The trend in the women’s labor force participation rate largely parallels the long-term trends for the total population. The women’s labor force participation rate nearly doubled, from 32% to 60%, in the 50 years from 1948 to 1998. The women’s participation rate has since dropped as a result of the COVID-19 pandemic to 54.6% in April 2020, from 57.9% in Feb. 2020.
Changes in the working-age population from generation to generation influence labor force participation as well. As large age cohorts enter retirement age, the labor force participation rate can fall.
The retirement of a steady stream of baby boomers has reduced labor force participation. According to the Federal Reserve, the share of prime-working-age people (25 to 54 years old) in the labor force peaked at 72% in 1995 and declined to 63.7% over the next 25 years. This roughly corresponds to some of the declining trends in labor force participation in the 21st century.
An increase in college attendance at the younger end of the age spectrum is another factor that reduces labor force participation. College enrollment by 18- to 24-year-olds increased from around 35% to 41% from 2000 to 2018. However, enrollment rates have dropped due to the pandemic, with undergraduate enrollment declining 7.8% from fall 2019 to fall 2021.

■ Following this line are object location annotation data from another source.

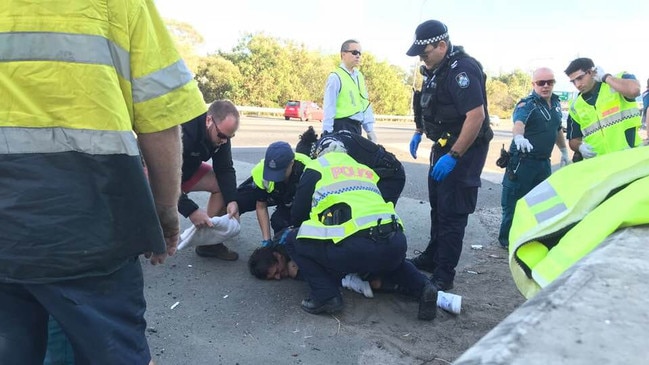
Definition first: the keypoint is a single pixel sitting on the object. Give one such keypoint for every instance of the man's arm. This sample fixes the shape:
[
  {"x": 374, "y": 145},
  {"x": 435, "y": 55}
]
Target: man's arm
[
  {"x": 264, "y": 219},
  {"x": 332, "y": 88},
  {"x": 629, "y": 88},
  {"x": 162, "y": 155},
  {"x": 470, "y": 129}
]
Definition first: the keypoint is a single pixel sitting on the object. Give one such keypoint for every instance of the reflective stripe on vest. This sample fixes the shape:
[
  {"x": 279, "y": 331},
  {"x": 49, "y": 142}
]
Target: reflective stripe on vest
[
  {"x": 16, "y": 140},
  {"x": 91, "y": 49},
  {"x": 544, "y": 202},
  {"x": 553, "y": 225},
  {"x": 352, "y": 98},
  {"x": 604, "y": 125}
]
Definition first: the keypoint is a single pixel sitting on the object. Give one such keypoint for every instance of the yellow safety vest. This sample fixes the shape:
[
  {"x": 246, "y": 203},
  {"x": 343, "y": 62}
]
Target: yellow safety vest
[
  {"x": 603, "y": 126},
  {"x": 345, "y": 181},
  {"x": 352, "y": 98},
  {"x": 569, "y": 214},
  {"x": 78, "y": 77},
  {"x": 258, "y": 173}
]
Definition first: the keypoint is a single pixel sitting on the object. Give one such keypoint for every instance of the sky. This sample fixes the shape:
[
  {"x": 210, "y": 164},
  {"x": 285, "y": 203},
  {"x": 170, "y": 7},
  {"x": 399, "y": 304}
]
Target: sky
[{"x": 503, "y": 35}]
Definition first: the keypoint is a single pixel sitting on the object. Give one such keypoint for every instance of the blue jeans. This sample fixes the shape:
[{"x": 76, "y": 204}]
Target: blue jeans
[{"x": 103, "y": 317}]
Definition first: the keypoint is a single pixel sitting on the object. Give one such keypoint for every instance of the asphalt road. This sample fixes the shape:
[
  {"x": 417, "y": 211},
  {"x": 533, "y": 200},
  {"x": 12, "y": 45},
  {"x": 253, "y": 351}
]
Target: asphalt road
[{"x": 207, "y": 311}]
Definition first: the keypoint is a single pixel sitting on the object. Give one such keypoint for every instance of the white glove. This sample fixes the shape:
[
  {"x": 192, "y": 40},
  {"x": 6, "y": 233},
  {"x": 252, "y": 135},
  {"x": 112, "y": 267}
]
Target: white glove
[
  {"x": 522, "y": 143},
  {"x": 586, "y": 150},
  {"x": 598, "y": 73},
  {"x": 565, "y": 160},
  {"x": 372, "y": 136}
]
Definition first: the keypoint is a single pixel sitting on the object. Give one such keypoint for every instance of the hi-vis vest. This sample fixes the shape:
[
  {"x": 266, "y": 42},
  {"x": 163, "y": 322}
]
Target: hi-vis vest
[
  {"x": 569, "y": 214},
  {"x": 352, "y": 98},
  {"x": 603, "y": 126},
  {"x": 345, "y": 181},
  {"x": 78, "y": 77},
  {"x": 258, "y": 173}
]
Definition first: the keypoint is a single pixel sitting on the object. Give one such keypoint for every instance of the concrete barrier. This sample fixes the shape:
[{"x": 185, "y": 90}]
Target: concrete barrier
[{"x": 597, "y": 312}]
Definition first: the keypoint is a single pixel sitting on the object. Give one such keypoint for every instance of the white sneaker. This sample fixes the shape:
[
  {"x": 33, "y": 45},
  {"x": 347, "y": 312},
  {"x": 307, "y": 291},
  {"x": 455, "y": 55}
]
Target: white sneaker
[{"x": 355, "y": 283}]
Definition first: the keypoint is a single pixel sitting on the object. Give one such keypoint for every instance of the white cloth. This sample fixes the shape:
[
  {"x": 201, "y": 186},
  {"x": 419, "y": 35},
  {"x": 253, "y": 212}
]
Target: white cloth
[{"x": 224, "y": 229}]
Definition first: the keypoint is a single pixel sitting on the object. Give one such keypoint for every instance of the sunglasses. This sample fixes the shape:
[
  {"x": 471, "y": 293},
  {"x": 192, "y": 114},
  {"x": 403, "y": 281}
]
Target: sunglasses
[
  {"x": 579, "y": 78},
  {"x": 221, "y": 135},
  {"x": 545, "y": 82}
]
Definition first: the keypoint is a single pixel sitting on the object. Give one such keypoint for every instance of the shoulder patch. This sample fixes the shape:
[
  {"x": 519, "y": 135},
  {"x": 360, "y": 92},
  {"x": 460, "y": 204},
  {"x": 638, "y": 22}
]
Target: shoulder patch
[{"x": 462, "y": 80}]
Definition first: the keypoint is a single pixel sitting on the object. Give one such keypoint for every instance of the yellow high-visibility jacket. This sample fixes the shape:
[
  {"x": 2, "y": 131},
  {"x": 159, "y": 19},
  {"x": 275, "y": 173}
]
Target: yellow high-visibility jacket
[
  {"x": 78, "y": 77},
  {"x": 569, "y": 214}
]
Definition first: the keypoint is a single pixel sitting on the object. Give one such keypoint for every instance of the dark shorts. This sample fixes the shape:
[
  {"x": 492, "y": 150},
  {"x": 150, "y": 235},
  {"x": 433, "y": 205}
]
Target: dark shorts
[
  {"x": 203, "y": 169},
  {"x": 103, "y": 317}
]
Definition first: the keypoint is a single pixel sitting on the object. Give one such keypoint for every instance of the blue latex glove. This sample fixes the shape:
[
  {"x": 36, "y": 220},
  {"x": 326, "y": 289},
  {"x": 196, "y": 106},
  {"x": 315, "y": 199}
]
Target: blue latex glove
[
  {"x": 414, "y": 144},
  {"x": 282, "y": 239},
  {"x": 443, "y": 167}
]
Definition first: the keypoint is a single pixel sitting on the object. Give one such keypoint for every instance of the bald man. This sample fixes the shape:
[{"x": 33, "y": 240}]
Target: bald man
[{"x": 537, "y": 128}]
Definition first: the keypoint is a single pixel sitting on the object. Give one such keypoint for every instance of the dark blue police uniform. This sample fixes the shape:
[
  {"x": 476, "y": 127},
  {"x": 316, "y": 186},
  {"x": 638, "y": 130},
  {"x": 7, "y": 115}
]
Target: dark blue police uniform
[
  {"x": 448, "y": 93},
  {"x": 526, "y": 170}
]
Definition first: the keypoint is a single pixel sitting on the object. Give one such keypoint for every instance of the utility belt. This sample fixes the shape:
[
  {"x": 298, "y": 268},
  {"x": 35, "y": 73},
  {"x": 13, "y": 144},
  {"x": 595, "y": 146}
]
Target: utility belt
[{"x": 382, "y": 231}]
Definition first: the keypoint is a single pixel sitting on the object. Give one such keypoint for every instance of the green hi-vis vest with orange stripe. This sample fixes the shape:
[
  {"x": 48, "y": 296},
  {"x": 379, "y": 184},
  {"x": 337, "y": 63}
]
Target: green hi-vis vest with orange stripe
[
  {"x": 345, "y": 181},
  {"x": 570, "y": 213},
  {"x": 604, "y": 125}
]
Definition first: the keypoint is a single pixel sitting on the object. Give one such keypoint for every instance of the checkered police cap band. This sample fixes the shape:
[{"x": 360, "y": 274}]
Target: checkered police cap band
[{"x": 424, "y": 42}]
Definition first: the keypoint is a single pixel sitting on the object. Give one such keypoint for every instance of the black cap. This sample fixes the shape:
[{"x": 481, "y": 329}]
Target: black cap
[
  {"x": 278, "y": 157},
  {"x": 428, "y": 32}
]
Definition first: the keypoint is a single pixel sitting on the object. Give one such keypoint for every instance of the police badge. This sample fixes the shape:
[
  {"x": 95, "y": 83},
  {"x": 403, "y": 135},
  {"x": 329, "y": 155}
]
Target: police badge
[{"x": 462, "y": 80}]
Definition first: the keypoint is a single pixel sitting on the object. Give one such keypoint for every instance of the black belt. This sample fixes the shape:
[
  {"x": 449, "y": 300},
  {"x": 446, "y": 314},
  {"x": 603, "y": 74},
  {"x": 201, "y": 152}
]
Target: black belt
[{"x": 383, "y": 231}]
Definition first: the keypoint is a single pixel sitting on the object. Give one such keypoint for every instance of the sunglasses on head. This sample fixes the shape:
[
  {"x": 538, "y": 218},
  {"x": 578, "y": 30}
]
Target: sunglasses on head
[
  {"x": 545, "y": 82},
  {"x": 578, "y": 78}
]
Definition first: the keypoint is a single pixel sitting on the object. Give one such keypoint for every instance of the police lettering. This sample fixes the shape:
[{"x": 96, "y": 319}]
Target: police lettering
[{"x": 351, "y": 171}]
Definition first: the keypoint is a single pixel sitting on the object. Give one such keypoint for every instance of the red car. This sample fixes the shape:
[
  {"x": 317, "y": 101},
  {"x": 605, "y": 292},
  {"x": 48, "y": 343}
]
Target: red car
[{"x": 303, "y": 110}]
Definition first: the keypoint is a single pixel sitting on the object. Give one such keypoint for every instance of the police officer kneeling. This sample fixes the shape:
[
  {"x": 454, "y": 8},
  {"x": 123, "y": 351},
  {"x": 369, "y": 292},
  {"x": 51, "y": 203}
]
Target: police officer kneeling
[{"x": 345, "y": 226}]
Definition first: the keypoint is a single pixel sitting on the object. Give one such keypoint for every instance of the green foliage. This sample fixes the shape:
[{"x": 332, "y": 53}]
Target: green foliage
[{"x": 265, "y": 71}]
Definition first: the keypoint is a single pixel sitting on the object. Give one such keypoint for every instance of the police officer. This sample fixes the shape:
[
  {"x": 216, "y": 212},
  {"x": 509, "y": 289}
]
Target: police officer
[
  {"x": 537, "y": 128},
  {"x": 345, "y": 226},
  {"x": 272, "y": 183},
  {"x": 452, "y": 111},
  {"x": 389, "y": 169}
]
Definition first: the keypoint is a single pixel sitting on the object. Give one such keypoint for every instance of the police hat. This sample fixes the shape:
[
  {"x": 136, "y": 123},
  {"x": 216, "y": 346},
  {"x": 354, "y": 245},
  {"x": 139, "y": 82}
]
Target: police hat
[
  {"x": 428, "y": 32},
  {"x": 279, "y": 156}
]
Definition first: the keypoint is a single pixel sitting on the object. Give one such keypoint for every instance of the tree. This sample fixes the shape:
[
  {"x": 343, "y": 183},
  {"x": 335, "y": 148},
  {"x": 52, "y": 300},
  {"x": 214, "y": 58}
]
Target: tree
[
  {"x": 219, "y": 78},
  {"x": 187, "y": 41}
]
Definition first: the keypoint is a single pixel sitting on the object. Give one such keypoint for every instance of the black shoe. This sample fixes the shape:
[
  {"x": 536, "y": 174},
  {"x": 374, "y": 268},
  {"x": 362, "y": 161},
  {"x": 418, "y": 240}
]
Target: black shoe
[
  {"x": 428, "y": 303},
  {"x": 423, "y": 262},
  {"x": 442, "y": 284},
  {"x": 330, "y": 305}
]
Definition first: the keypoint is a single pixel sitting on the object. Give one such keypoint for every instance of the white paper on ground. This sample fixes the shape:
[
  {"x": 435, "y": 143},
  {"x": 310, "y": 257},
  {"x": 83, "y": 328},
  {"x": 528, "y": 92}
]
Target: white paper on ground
[{"x": 224, "y": 228}]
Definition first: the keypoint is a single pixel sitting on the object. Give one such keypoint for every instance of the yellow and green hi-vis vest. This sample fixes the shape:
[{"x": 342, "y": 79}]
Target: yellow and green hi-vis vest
[
  {"x": 570, "y": 213},
  {"x": 345, "y": 181}
]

Global Labor Force Participation
Global labor force participation has shown a steady decline since 1990. According to the World Bank, the global labor force participation rate stood at 58.6% at the end of 2020, down from 62.4% in 2010.
As of 2020, the countries with the highest labor force participation rates (of 80% or higher) were Qatar, Madagascar, Zimbabwe, the Solomon Islands, Rwanda, United Arab Emirates, and Tanzania. The countries with the lowest labor force participation rates (of 40% or below) were Yemen, Jordan, Algeria, Moldova, and Tajikistan, plus the U.S. territory of Puerto Rico.

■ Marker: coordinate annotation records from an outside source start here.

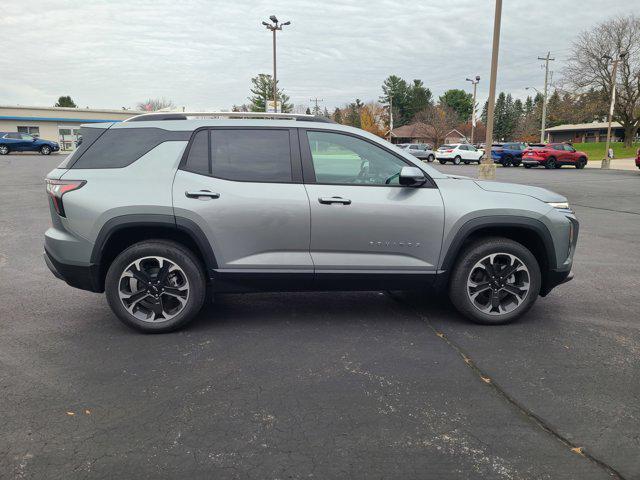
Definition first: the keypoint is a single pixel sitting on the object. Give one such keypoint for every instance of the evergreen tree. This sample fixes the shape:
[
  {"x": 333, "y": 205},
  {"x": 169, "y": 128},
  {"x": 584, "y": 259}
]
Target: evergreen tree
[
  {"x": 460, "y": 101},
  {"x": 262, "y": 90}
]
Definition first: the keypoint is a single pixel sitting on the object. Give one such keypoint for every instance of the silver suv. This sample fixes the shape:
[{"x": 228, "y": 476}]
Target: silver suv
[{"x": 162, "y": 209}]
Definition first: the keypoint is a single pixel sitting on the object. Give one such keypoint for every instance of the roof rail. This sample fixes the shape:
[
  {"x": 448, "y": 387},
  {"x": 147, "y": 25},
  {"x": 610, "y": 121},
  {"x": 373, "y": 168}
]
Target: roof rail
[{"x": 220, "y": 115}]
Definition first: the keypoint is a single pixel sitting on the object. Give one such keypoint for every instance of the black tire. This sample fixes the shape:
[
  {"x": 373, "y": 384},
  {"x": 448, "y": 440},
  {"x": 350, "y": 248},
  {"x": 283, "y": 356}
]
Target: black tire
[
  {"x": 175, "y": 253},
  {"x": 550, "y": 163},
  {"x": 469, "y": 258}
]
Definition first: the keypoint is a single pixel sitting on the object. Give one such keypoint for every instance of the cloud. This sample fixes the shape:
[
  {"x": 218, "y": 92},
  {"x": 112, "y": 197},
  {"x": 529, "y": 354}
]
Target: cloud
[{"x": 203, "y": 53}]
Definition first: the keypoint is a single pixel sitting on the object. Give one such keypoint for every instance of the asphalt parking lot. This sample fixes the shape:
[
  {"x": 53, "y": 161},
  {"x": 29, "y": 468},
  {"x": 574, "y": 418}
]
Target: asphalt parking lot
[{"x": 326, "y": 385}]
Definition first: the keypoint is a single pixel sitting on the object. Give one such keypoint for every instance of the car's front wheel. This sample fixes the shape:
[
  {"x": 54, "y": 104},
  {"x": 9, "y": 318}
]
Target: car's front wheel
[
  {"x": 495, "y": 281},
  {"x": 155, "y": 286}
]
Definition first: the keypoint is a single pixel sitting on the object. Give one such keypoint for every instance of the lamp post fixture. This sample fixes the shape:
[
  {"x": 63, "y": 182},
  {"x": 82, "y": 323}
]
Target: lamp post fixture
[
  {"x": 474, "y": 82},
  {"x": 274, "y": 26},
  {"x": 606, "y": 161}
]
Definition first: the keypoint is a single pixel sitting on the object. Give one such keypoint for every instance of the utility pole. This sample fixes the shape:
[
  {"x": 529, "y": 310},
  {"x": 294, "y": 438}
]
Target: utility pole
[
  {"x": 606, "y": 161},
  {"x": 474, "y": 82},
  {"x": 316, "y": 109},
  {"x": 274, "y": 27},
  {"x": 487, "y": 169},
  {"x": 546, "y": 59}
]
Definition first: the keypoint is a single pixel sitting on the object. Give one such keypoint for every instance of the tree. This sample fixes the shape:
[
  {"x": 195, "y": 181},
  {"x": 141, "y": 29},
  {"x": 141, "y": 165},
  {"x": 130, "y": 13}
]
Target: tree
[
  {"x": 460, "y": 101},
  {"x": 589, "y": 68},
  {"x": 154, "y": 104},
  {"x": 65, "y": 101},
  {"x": 262, "y": 90},
  {"x": 418, "y": 98},
  {"x": 440, "y": 119}
]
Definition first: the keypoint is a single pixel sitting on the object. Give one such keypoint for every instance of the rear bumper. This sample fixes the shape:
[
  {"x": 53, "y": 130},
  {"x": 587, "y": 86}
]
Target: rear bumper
[{"x": 82, "y": 277}]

What Does the Labor Force Participation Rate Measure?
The labor force participation rate measures a country’s active workforce of people 16 and older. It takes into account people who have stopped looking for work but still want to work, unlike the unemployment rate.
What Affects the Labor Force Participation Rate?
Three major factors influence the rate: economic, demographic, and social. For instance, the recent retirement of baby boomers in great numbers has pushed the rate down, while the introduction of large numbers of women into the workforce in the second half of the 20th century increased the rate. In April 2020, after the COVID-19 pandemic struck the U.S., the rate went down by more than 3% compared to the beginning of that year.
How Does the U.S. Rate Compare With Those of Other Countries?
The most recent global data dates to 2020, and it shows the U.S. pretty much in the middle of the pack at 61%, two points ahead of the world rate of 59%. There were 87 countries with a higher rate, 91 countries with a lower rate, and eight countries with the same rate (including Germany, Ireland, and Russia). As of May 2022, the U.S. rate as a round number stands at 62.3%.